|Tested species reactivity||Human|
|Host / Isotype||Rabbit / IgG|
|Immunogen||Synthetic peptide corresponding to residues 5-19 of human DRAK1.|
|Purification||Antigen affinity chromatography|
|Contains||0.02% sodium azide|
|Storage Conditions||-20° C, Avoid Freeze/Thaw Cycles|
|Tested Applications||Dilution *|
|Western Blot (WB)||Assay Dependent|
* Suggested working dilutions are given as a guide only. It is recommended that the user titrate the product for use in their own experiment using appropriate negative and positive controls.
A suggested positive control for this product is MOLT4 or A431 whole cell lysate.
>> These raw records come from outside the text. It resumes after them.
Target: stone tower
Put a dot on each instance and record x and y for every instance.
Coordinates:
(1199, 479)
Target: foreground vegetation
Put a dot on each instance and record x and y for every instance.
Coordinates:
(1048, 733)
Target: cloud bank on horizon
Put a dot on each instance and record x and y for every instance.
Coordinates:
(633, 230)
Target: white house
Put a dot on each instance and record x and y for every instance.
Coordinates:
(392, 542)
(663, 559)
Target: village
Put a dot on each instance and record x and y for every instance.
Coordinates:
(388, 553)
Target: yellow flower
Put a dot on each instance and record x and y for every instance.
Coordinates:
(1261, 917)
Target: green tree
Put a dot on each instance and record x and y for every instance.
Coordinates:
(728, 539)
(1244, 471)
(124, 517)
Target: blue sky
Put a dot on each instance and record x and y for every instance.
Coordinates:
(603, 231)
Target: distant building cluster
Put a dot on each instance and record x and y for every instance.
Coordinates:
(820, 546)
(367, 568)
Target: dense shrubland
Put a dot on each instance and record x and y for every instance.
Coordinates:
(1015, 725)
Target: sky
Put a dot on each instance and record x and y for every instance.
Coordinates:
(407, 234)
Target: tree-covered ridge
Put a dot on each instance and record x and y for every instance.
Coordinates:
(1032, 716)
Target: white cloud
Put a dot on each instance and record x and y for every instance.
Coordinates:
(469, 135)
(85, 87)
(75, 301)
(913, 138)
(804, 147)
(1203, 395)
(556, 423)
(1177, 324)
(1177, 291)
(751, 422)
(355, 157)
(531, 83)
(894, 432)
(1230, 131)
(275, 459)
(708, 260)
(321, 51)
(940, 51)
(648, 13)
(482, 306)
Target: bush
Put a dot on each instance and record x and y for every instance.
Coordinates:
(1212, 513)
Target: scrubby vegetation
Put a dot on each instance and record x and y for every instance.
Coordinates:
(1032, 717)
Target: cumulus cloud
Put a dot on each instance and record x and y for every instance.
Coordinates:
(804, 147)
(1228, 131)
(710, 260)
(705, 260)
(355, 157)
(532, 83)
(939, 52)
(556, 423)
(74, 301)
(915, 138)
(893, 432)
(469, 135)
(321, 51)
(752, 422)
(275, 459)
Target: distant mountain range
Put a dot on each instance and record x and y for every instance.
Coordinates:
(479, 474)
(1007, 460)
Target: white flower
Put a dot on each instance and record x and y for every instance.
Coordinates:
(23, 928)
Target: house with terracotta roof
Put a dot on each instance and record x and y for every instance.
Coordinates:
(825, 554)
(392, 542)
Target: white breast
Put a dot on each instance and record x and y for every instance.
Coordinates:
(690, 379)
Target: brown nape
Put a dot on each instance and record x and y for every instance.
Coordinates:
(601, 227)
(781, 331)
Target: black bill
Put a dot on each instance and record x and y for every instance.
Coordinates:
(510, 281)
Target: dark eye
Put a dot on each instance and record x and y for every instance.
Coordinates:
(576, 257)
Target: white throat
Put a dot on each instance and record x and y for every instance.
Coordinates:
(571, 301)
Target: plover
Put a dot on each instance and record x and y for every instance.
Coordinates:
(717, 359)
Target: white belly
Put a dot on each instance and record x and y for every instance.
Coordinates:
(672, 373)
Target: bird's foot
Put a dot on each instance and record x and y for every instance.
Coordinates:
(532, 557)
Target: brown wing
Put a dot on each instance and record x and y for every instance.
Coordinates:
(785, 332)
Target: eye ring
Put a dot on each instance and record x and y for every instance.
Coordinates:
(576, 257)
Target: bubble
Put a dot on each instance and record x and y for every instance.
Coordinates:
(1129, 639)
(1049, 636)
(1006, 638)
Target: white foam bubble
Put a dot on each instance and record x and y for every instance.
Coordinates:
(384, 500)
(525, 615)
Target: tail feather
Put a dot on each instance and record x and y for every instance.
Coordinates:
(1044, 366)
Apoptosis is mediated by death domain containing adapter molecules and a caspase family of proteases. Certain serine/threonine protein kinases, such as ASK-1 and RIP, are mediators of apoptosis. Two novel serine/threonine kinases that induce apoptosis were recently identified and designated DRAK1 and DRAK2 for DAP kinase-related apoptosis-inducing protein kinases1. DRAKs contain an N-terminal kinase domain and a C-terminal regulation domain. Overexpression of DRAK1 induces apoptosis. DRAKs have high sequence homology to DAP and ZIP kinases, and they represent a novel family of serine/threonine kinases, which mediates apoptosis through their catalytic activities. DRAK1 is located in nucleus and the messenger RNA was ubiquitously expressed in human tissues.
For Research Use Only. Not for use in diagnostic procedures. Not for resale without express authorization.